REPORTAGE : BANGUI, HOPITAL COMMUNAUTAIRE – LES OUBLIES DE LA SANTE PUBLIQUE

Hospice ou mouroir

« Elle avait reçu des coups de crosse sur la tête, sur la colonne vertébrale. Elle a succombé ce dimanche matin à Bangui vers 6 heures et le docteur a dit que c’était suite au passage à tabac des Seleka » raconte un membre de sa famille à la presse. Madame Blanche Elisabeth Olofio, journaliste à la radio Be Oko de Bambari avait été violemment frappée par les hommes de la Seleka, en janvier 2013. Elle est l’une des oubliés de la santé publique, elle est décédée, ce 22 juin 2014, suite à des complications liées à ses blessures qui n’ont jamais pu être parfaitement diagnostiquées. Cette mort pose le problème de la prise en charge des blessés, des malades dans les hôpitaux centrafricains.

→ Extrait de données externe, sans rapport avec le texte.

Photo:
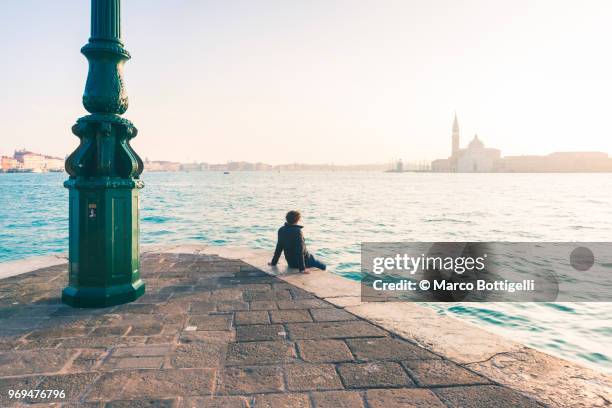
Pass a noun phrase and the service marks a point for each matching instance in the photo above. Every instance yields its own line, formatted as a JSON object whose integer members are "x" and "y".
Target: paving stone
{"x": 305, "y": 377}
{"x": 131, "y": 363}
{"x": 282, "y": 401}
{"x": 387, "y": 349}
{"x": 250, "y": 296}
{"x": 17, "y": 383}
{"x": 161, "y": 339}
{"x": 73, "y": 386}
{"x": 297, "y": 293}
{"x": 226, "y": 294}
{"x": 88, "y": 359}
{"x": 212, "y": 322}
{"x": 97, "y": 404}
{"x": 290, "y": 316}
{"x": 202, "y": 307}
{"x": 253, "y": 287}
{"x": 324, "y": 351}
{"x": 253, "y": 317}
{"x": 331, "y": 315}
{"x": 260, "y": 332}
{"x": 58, "y": 332}
{"x": 441, "y": 372}
{"x": 198, "y": 355}
{"x": 156, "y": 384}
{"x": 260, "y": 353}
{"x": 135, "y": 308}
{"x": 174, "y": 307}
{"x": 403, "y": 398}
{"x": 35, "y": 344}
{"x": 251, "y": 380}
{"x": 102, "y": 342}
{"x": 146, "y": 403}
{"x": 232, "y": 305}
{"x": 145, "y": 329}
{"x": 217, "y": 401}
{"x": 371, "y": 375}
{"x": 142, "y": 351}
{"x": 483, "y": 397}
{"x": 338, "y": 399}
{"x": 110, "y": 331}
{"x": 263, "y": 305}
{"x": 211, "y": 336}
{"x": 13, "y": 363}
{"x": 303, "y": 304}
{"x": 333, "y": 330}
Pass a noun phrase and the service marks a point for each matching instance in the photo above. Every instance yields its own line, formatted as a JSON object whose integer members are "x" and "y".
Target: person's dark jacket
{"x": 291, "y": 241}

Travailler dans un hôpital à Bangui est un défi impensable
contre la mort, mais qui vaut le coup d’être relevé

En Centrafrique, il y a la crise humanitaire que l’on voit, et celle qui reste invisible. Il y a les rescapés que l’on voit et les malades, les blessés incurables qui gisent toujours dans les hôpitaux de Bangui et dans l’arrière-pays que l’on ne voit pas. Il y a les enfants et les femmes enceintes, victimes du chaos qui meurent sous le regard perdu, décontenancé, impuissant du personnel de la santé. Il y a d’autres, à l’agonie dans leur lit sans une présence familiale.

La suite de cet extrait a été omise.